In the more modern PCI bus, the interrupt control system has been radically changed, and the interrupt control capabilities have been expanded. Thanks to IRQ Sharing technology, it has also become possible to place several devices on one interrupt channel, and external devices connected to PCI slots have the ability to automatically distribute resources among themselves.

In addition, modern computers commonly use an advanced programmable interrupt controller (APIC) that supports 24 channels of Interrupt ReQuest. The advanced interrupt controller is made in the form of two microcircuits, one of which is located in the processor itself, and the other on the motherboard. This interrupt controller first appeared in systems based on Pentium processors. However, support for the old interrupt system was retained for compatibility reasons. The next step in the development of the principles of interrupt handling is the Message Signaled Interrupts technology, support for which appeared in the Windows OS line starting with Windows Vista.

Do not confuse hardware IRQs with BIOS software interrupts, which will be discussed in a separate article. BIOS software interrupts are usually used to organize work software with I / O devices and are denoted by the abbreviation INT. Many of them are similar in function to hardware IRQs, but have different numbers.

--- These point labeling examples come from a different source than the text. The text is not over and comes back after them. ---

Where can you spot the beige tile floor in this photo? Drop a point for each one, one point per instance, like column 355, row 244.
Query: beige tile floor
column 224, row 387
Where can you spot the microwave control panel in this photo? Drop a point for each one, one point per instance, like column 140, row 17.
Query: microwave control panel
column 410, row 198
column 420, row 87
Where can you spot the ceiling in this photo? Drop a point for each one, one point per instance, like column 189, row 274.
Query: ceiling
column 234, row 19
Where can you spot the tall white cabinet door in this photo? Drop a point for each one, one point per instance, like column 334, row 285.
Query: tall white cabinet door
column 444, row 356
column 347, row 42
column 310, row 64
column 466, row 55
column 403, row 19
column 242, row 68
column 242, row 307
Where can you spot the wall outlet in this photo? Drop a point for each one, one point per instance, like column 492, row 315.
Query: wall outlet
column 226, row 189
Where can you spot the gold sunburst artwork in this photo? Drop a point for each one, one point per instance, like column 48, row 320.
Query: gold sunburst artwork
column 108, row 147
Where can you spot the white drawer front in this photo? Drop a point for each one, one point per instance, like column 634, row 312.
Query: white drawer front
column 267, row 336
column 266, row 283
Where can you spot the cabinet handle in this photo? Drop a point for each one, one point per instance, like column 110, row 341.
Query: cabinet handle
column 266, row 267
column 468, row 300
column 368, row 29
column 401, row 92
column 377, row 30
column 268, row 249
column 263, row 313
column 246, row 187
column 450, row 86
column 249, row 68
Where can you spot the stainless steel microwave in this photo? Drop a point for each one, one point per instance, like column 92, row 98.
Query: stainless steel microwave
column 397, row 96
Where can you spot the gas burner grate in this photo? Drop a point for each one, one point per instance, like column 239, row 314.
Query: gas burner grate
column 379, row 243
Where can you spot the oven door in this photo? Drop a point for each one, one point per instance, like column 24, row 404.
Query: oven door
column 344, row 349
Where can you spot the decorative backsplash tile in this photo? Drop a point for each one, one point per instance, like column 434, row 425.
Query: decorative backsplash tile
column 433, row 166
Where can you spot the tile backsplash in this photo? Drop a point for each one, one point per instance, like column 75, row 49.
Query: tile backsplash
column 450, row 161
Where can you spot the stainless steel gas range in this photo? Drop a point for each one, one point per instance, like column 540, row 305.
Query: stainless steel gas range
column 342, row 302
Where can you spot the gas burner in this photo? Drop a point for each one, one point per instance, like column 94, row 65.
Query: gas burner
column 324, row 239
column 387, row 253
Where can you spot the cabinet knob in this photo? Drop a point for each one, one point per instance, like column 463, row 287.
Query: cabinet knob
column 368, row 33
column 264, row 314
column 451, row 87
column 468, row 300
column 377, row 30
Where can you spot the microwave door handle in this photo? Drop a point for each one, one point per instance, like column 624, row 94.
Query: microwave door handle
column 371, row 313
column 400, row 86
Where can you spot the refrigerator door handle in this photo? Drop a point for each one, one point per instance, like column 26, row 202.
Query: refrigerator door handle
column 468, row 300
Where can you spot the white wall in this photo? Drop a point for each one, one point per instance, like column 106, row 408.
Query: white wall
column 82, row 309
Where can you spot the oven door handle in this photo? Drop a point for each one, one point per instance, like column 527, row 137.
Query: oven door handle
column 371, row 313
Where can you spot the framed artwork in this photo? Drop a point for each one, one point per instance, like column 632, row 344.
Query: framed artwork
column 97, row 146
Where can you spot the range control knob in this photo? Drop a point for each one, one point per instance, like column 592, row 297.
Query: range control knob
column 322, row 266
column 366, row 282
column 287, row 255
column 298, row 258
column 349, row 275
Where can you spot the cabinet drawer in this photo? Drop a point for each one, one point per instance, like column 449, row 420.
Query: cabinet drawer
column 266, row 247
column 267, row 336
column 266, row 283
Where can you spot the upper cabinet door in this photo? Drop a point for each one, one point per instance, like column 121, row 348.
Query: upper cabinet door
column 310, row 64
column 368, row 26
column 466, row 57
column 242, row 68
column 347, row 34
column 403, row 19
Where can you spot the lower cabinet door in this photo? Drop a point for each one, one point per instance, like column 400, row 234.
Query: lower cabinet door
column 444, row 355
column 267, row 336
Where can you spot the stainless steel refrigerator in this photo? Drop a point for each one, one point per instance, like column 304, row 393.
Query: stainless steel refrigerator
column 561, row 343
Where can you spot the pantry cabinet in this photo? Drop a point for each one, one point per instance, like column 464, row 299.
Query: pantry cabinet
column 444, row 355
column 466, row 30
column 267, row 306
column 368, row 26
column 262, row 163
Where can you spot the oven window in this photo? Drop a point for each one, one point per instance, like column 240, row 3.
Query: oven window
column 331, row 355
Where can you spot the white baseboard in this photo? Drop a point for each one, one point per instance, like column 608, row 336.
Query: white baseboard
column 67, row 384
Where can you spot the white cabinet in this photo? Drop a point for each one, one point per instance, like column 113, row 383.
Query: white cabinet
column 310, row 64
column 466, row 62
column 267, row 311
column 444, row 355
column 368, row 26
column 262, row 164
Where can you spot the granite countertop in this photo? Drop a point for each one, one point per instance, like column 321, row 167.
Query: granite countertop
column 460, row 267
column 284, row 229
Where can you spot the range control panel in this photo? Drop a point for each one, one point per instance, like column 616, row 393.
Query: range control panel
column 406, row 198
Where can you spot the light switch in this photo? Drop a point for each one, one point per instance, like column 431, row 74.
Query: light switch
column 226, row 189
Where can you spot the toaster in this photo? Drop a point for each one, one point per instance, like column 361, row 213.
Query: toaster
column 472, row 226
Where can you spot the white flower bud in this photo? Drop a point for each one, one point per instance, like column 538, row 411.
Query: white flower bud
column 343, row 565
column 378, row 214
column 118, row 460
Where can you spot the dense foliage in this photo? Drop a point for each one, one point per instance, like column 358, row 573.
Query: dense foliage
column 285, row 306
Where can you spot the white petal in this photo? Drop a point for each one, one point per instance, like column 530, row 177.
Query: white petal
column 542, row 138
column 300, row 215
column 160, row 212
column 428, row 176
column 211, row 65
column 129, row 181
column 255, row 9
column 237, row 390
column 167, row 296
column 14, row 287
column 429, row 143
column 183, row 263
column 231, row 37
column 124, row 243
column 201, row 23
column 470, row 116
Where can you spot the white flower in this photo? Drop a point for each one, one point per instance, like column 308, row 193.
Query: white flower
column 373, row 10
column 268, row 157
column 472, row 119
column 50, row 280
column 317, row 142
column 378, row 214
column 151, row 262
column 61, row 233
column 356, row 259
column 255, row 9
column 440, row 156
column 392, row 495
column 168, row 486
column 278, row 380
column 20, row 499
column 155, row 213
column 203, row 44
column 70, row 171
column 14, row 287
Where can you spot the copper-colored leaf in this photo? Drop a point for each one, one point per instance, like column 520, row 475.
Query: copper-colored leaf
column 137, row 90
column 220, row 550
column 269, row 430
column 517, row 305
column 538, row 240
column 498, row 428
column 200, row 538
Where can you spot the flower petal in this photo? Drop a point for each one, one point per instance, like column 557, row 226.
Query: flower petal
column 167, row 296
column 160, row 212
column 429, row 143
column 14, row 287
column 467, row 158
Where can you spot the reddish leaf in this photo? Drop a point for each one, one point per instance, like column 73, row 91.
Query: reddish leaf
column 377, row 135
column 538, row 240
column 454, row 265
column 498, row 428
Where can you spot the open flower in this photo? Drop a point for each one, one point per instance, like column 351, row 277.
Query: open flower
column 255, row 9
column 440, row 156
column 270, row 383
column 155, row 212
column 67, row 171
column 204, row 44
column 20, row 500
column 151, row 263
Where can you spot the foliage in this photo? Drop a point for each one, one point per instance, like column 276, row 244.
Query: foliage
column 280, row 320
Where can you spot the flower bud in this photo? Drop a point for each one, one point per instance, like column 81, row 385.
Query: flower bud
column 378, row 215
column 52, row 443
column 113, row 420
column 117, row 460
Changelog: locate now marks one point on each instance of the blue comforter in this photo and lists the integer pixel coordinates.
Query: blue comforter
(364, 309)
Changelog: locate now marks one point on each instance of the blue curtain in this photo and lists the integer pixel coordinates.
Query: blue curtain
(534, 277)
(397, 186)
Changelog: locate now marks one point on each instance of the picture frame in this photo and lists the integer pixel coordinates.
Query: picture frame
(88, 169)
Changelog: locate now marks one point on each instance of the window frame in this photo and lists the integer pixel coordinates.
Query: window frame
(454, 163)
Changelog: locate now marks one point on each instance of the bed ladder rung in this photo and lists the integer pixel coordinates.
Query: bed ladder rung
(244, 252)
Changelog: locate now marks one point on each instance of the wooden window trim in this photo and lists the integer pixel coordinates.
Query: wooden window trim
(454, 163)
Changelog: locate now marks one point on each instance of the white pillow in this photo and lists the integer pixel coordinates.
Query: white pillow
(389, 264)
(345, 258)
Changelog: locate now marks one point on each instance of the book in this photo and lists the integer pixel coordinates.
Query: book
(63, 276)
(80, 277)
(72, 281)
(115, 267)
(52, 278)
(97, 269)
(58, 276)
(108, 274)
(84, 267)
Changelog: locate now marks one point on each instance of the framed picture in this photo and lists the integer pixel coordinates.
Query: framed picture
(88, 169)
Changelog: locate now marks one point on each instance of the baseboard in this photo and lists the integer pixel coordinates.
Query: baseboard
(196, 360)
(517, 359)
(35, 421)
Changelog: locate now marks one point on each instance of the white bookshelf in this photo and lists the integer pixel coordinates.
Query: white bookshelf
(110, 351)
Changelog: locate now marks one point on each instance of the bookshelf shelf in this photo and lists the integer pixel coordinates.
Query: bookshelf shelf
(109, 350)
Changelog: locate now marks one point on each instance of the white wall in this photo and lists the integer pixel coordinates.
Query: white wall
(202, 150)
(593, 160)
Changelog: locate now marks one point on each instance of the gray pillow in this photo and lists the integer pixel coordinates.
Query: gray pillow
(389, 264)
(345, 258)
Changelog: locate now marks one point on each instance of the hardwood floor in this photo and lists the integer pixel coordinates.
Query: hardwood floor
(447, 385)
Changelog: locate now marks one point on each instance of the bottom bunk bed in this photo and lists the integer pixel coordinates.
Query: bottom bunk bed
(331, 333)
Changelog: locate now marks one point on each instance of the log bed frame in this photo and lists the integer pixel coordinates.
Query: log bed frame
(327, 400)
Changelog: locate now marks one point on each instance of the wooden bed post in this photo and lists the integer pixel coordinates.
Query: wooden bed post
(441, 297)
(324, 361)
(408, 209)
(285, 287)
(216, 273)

List of Interrupt ReQuest numbers in the standard scheme for the 16-bit ISA bus:

1. System timer
2. Keyboard
3. Optional interrupt controller (for 8-bit bus compatibility)
4. Com 1 and 3 ports
5. Com 2 and 4 ports
6. Free (in 8-bit bus - hard disk controller)
7. Controller floppy disks(FDD)
8. Parallel port LPT
9. CMOS real time clock
10. Combined with IRQ 2
11. Free
12. Free
13. PS/2 mouse port
14. Coprocessor (currently hardly used)
15. First IDE Controller
16. Second IDE Controller

List of additional IRQs that the APIC Extended Interrupt Controller uses:

1. USB controller
2. Integrated audio subsystem (AC'97 or HDA)
3. USB controller
4. USB controller
5. Integrated network card
6. Free
7. Free
8. USB 2.0 controller

Correspondence of IRQ numbers and BIOS interrupts:

Table of correlation between hardware IRQ and software INT BIOS

Conclusion

So, in this article, you were able to find out what the abbreviation IRQ means and what hardware interrupts are. They are a built-in mechanism for allocating computer resources and are designed to organize device access to the central processor. Proper IRQ allocation and tuning avoids conflicts between devices and ensures stable work systems.

IRQ priority management

Hardware interrupt request management

Most of the components directly attached to the motherboard, including PCI slots, IDE controllers, serial ports, keyboard port, even the motherboard CMOS, are assigned separate IRQs. A hardware interrupt request, or IRQ, interrupts the normal operation of the processor, allowing the device to function. Windows 7 allows you to prioritize one or more IRQs (which are mapped to one or more devices), potentially improving the performance of those devices.

Steps to Change IRQ Priority

1. Start by running the System Information Utility (msinfo32.exe) and open the System Information branch Hardware Resources Interrupts (IRQs) to see which IRQs are used for which devices.
2. Then open the Registry Editor (see Chapter 3) and navigate to the HKEY_LOCAL_ MACHINE\SYSTEM\CurrentControlSet\Control\PriorityControl branch.
3. Create a new DWORD value in this section and name the parameter IRQ#Priority, where # is the number of the IRQ device for which you want to set the priority (for example, IRQ13Priority corresponds to IRQ 13, which is an arithmetic coprocessor).
4. Double click on the new value and enter the priority number. Enter 1 for the highest priority, 2 for the second, and so on. Make sure you don't enter the same number for two entries, and don't try to do it all at once, rather experiment with one or two values.
5. When finished, close Registry Editor and restart your computer.